太陽光発電シニア

太陽光発電一筋、40年をはるかに過ぎたが何時までも興味のつきない厄介なものに関わってしまった。

ピザのポジション

2016-12-10 09:34:28 | 日記

土曜の朝は新聞の折り込み広告が豪華で本体に興味のあるニュースが無い時は結構丹念に見る。日常生活の中で今何が売れているのか、売ろうとしているのか情報満載である。相変わらず配達泣かせの重量を占めているのは食品類である。近くのスーパーだけでも美しい写真とともに6,7枚は何時もある。殆どが特売をキャッチにしている。以前ブログに書いたことがあるが「もの本来に備わっている価値の現れである価格と感覚のズレ」について、眼鏡とピザを挙げた。例えば骨董品でも無い限り茶碗1個が3万円という値段がついていたら、粘土を捏ねて焼いただけだよねというのが頭にあるから、3万円は高いと思う。ものにはそれに相応しい自然に備わっている属性ともいうべき価格がある。

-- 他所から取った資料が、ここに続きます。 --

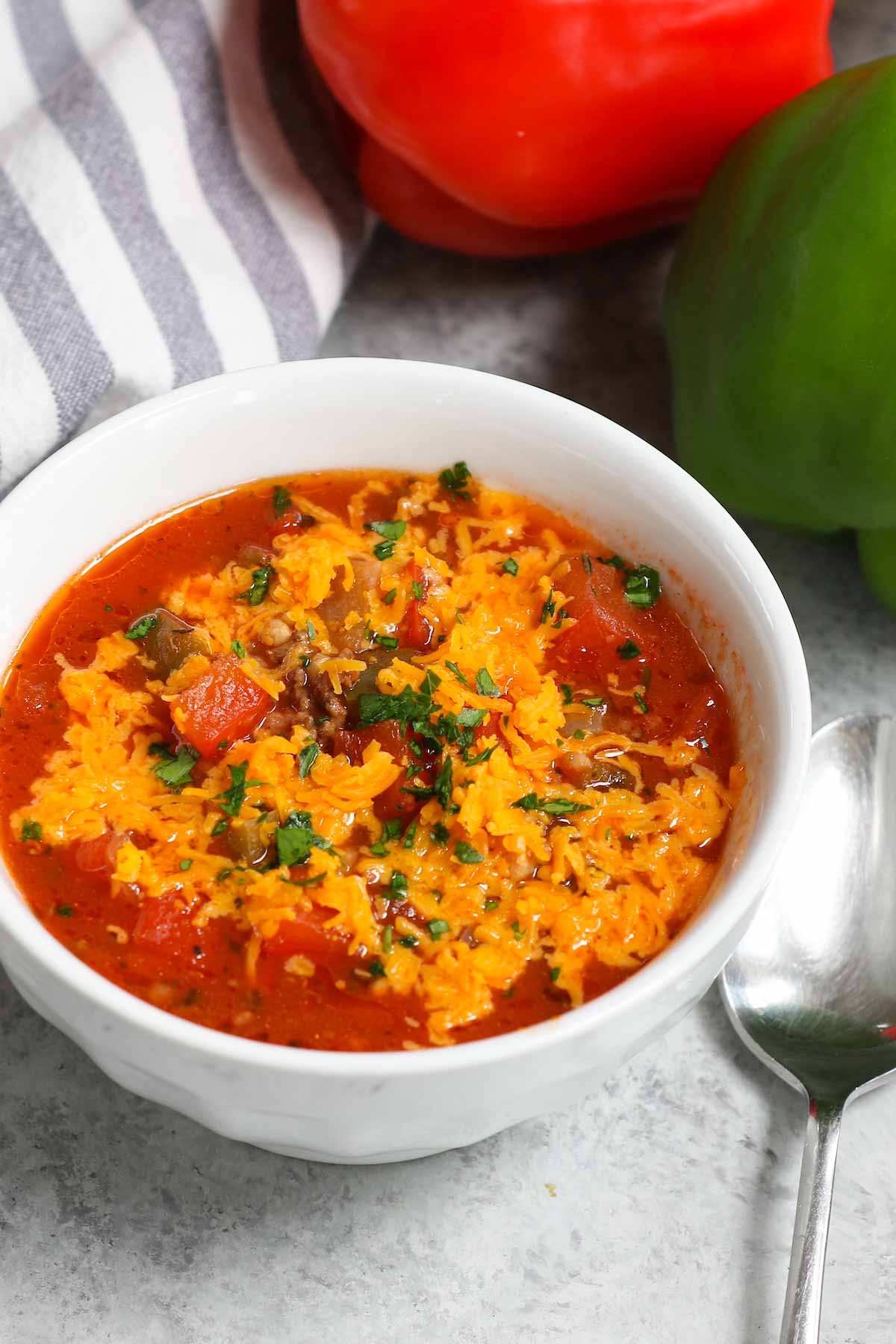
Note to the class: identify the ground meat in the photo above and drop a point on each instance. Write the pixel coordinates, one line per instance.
(586, 772)
(335, 608)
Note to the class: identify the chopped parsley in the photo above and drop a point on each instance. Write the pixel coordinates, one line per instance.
(398, 886)
(233, 799)
(411, 709)
(444, 784)
(305, 882)
(307, 759)
(257, 591)
(175, 769)
(141, 628)
(390, 831)
(296, 840)
(455, 479)
(390, 531)
(282, 500)
(642, 586)
(482, 756)
(554, 806)
(393, 531)
(484, 683)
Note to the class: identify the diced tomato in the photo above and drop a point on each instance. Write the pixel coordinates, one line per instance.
(706, 719)
(99, 855)
(223, 705)
(305, 936)
(394, 803)
(418, 632)
(605, 621)
(290, 522)
(164, 927)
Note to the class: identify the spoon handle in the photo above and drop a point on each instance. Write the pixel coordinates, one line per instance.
(802, 1304)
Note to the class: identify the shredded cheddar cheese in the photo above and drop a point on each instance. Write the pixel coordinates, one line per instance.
(500, 863)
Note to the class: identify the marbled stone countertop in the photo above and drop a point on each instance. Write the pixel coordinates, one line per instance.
(659, 1211)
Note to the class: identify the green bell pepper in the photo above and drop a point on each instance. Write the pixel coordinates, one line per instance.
(781, 319)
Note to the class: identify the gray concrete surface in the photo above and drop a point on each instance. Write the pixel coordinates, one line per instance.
(660, 1210)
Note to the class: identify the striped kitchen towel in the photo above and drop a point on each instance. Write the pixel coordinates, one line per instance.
(169, 206)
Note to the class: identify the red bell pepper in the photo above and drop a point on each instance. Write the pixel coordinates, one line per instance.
(527, 127)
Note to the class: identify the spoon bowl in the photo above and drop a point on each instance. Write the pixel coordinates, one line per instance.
(812, 988)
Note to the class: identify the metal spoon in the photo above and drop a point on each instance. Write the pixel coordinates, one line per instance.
(812, 988)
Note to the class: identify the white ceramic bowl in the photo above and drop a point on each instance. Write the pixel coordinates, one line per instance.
(420, 417)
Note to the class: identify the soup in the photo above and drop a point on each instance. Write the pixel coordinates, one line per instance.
(364, 761)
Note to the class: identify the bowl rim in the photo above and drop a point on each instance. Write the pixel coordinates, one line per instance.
(743, 885)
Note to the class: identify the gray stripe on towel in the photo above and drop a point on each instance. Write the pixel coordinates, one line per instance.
(186, 45)
(49, 315)
(75, 99)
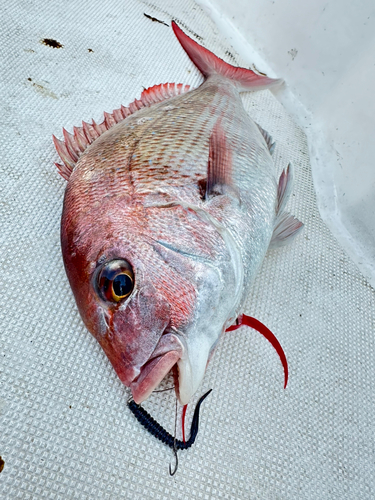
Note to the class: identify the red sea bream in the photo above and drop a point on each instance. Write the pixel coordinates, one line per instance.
(170, 207)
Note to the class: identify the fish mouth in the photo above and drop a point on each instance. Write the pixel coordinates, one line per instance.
(168, 351)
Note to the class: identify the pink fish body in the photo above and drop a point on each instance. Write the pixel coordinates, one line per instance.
(170, 207)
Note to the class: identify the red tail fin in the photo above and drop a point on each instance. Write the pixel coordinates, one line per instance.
(209, 64)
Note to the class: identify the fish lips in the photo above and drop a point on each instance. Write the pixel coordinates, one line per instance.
(167, 353)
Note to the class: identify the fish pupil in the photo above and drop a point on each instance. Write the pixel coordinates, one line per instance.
(122, 285)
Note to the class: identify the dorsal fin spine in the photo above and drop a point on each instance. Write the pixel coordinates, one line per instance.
(75, 144)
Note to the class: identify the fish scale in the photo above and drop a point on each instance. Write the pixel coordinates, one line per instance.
(168, 214)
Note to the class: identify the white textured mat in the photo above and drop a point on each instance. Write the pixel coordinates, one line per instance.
(65, 430)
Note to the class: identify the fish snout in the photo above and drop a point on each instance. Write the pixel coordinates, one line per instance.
(166, 354)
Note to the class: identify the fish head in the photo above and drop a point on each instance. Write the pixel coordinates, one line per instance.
(155, 287)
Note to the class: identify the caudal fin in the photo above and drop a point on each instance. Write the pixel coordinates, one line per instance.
(209, 64)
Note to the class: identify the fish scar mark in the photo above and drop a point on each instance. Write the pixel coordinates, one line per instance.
(154, 19)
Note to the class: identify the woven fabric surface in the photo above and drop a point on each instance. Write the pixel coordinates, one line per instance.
(65, 430)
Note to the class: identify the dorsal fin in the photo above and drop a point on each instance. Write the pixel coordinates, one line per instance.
(75, 144)
(268, 138)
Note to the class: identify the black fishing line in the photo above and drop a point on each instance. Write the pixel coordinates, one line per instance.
(154, 428)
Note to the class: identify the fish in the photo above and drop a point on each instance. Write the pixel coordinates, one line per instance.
(170, 207)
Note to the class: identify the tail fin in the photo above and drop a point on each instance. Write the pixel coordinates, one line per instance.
(209, 64)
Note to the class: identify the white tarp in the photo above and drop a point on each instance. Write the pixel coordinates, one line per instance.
(65, 430)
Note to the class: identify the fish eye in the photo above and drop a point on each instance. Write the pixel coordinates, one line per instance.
(115, 280)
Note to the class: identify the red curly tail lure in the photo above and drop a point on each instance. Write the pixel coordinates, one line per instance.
(266, 332)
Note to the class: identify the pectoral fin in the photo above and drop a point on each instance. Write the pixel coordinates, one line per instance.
(286, 225)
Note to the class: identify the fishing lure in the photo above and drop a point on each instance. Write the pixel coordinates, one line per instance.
(152, 426)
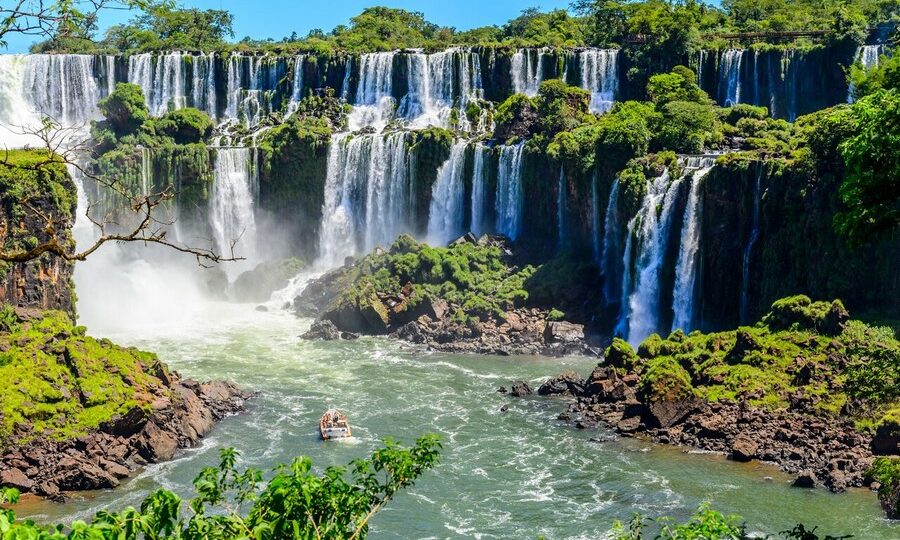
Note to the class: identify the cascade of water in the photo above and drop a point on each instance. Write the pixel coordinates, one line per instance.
(640, 306)
(16, 113)
(62, 86)
(561, 209)
(526, 74)
(366, 195)
(509, 191)
(110, 73)
(748, 248)
(686, 266)
(477, 225)
(730, 77)
(599, 75)
(297, 82)
(146, 180)
(445, 216)
(612, 253)
(374, 104)
(231, 212)
(868, 56)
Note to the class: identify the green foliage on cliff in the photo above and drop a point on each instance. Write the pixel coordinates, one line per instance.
(165, 26)
(800, 350)
(61, 384)
(871, 187)
(476, 279)
(125, 109)
(296, 502)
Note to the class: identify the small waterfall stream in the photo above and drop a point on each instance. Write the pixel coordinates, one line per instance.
(686, 265)
(611, 255)
(730, 77)
(478, 193)
(599, 75)
(640, 309)
(445, 216)
(525, 72)
(366, 195)
(748, 248)
(232, 206)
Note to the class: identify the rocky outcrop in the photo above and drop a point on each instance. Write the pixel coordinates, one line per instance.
(45, 282)
(821, 452)
(177, 418)
(524, 332)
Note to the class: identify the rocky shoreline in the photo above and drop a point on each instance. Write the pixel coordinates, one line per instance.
(178, 419)
(817, 451)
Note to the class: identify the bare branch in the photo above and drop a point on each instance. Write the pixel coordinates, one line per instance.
(64, 147)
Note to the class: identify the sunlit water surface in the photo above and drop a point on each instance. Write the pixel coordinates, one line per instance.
(519, 474)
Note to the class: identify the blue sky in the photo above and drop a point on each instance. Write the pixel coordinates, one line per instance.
(278, 18)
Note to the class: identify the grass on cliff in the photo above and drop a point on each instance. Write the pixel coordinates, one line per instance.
(474, 278)
(59, 383)
(800, 350)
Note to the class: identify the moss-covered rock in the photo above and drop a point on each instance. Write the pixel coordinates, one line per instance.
(35, 186)
(61, 384)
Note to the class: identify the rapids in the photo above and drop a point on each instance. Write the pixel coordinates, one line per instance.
(519, 474)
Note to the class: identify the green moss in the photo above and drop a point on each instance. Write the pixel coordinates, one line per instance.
(784, 354)
(61, 384)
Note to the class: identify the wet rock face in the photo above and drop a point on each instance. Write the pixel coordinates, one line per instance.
(820, 451)
(182, 413)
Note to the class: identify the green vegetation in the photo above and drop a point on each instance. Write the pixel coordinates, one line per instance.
(294, 503)
(706, 524)
(656, 34)
(62, 384)
(799, 348)
(474, 278)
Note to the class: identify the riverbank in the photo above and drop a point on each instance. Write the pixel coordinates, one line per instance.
(84, 414)
(807, 389)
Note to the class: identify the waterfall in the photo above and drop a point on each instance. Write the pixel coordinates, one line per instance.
(231, 212)
(611, 254)
(868, 56)
(526, 75)
(374, 104)
(62, 86)
(441, 85)
(686, 266)
(366, 195)
(730, 77)
(748, 248)
(445, 216)
(561, 209)
(297, 82)
(599, 75)
(478, 193)
(509, 191)
(650, 228)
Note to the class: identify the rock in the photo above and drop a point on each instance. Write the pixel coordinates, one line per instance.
(323, 330)
(127, 424)
(156, 444)
(805, 479)
(520, 389)
(744, 448)
(15, 478)
(566, 383)
(563, 332)
(629, 425)
(666, 413)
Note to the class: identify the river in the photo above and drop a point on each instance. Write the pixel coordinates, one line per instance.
(515, 474)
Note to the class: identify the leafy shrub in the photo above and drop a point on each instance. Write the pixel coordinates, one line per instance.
(124, 109)
(295, 503)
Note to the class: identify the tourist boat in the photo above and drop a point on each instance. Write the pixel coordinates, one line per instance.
(334, 425)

嗜好品や贅沢品は自然に備わる価格というものは無い。かって努めていた会社では色んなものを作っていたのでコンシューマー向けの製品もあった。オーナーが「値決めは経営である」という言葉を良く口にした。、具体的には「お客さんが満足する最大の価格で売れ」ということである。言い換えれば、それ以上高かったらお客はもう買わないという最大の点を見つけよ、と言う事である。勿論、仮にその価格でぼろ儲けすることもあれば、逆に全く利益の出ない価格で売りだしたものもある。その製品を作る事業部では最大の1点が幾らなのかまさに経営そのもので頭を悩ませた。ある新製品をオーナーに見せに行った時、売りだし価格案を報告すると「この製品は他社も作っているのか、市場にあるのか」と聞かれ「いえ、全くの新製品で我が社独自のものです」と自慢げに答えたら「世の中にいままで無かった新製品に君はどうやってその価格をつけるのか」と切り返され、しどろもどろにコストの積み上げから利益を上乗せした価格を言ったら「君は経営が分かっとらん」と言われたそうである。

眼鏡はデザインや機能が洗練されながらも、ここのところ大幅にコストダウンが進んだがピザはやはり1枚3,000円前後である。お好み焼きで3,000円掛けると相当高価な具材がトッピングされるだろう。しかし、1枚3,000円のお好み焼きは聞いた事が無い。お好み焼きはちょっと小腹が空いた時とか、軽い昼食、子供のおやつであり、夕食のメインディッシュでは無い。多分お好み焼きと比較してピザ本来に備わっている価値を測ろうとすること自体が年寄りの証で、若い人達はもっと違う意味で食べるのかも知れないがやはり年寄りには少し贅沢な食べ物である。かってイタリアに行った時、招待された昼食でピザが添え物的に出て来たが無茶苦茶美味かった。ふっくらと焼き上がった生地とチーズはこれがメインでも良いのにと思った。アメリカ映画でよくピザの配達風景が出て来るが多分軽い昼食代わりなのだろう。広告の3,000円のピザを見ると、何人分なのだろう、トッピングは普段食べたことのない高価で美味なものか、生地はぺちゃんとなって固くなっていないのだろうかとかどうしても買うには決断を要する。もうちょっと小円のもので手軽な価格であれば、ファーストフード店で焼き上がるのを待つだけの時間は用意できる歳になったのに。

昔読んだ辺見庸の「もの食う人びと」というルポは面白かった。作者は色んな国を訪ねながら、その国を知るためには庶民が何を食べているのかを知ることが大事である、と作者自身が奇異なものでもチャレンジして行く。愚生も南太平洋島嶼国を仕事で回った時、海に囲まれているからさぞ魚は美味しいだろうと勝手に思っていた。ところが出て来る魚はラグーン(珊瑚礁に囲まれた内海)で捕まえたミルクフィッシュとかいう小魚の超脂っこい揚げものくらいである。珊瑚の島だから深い港が無く、大型の船は泊まれず、外洋に出て魚を捕まえられないとのこと。小さな食料品店に行くと缶詰が大量にある。島の人達は好んで缶詰を食べる。主食は畑が小さくタロイモで穀類は輸入で高価。南の楽園というのは豪華なリゾートだけで食生活は質素である。さてピザは日本の食文化の何処にポジションを見つけるのだろう。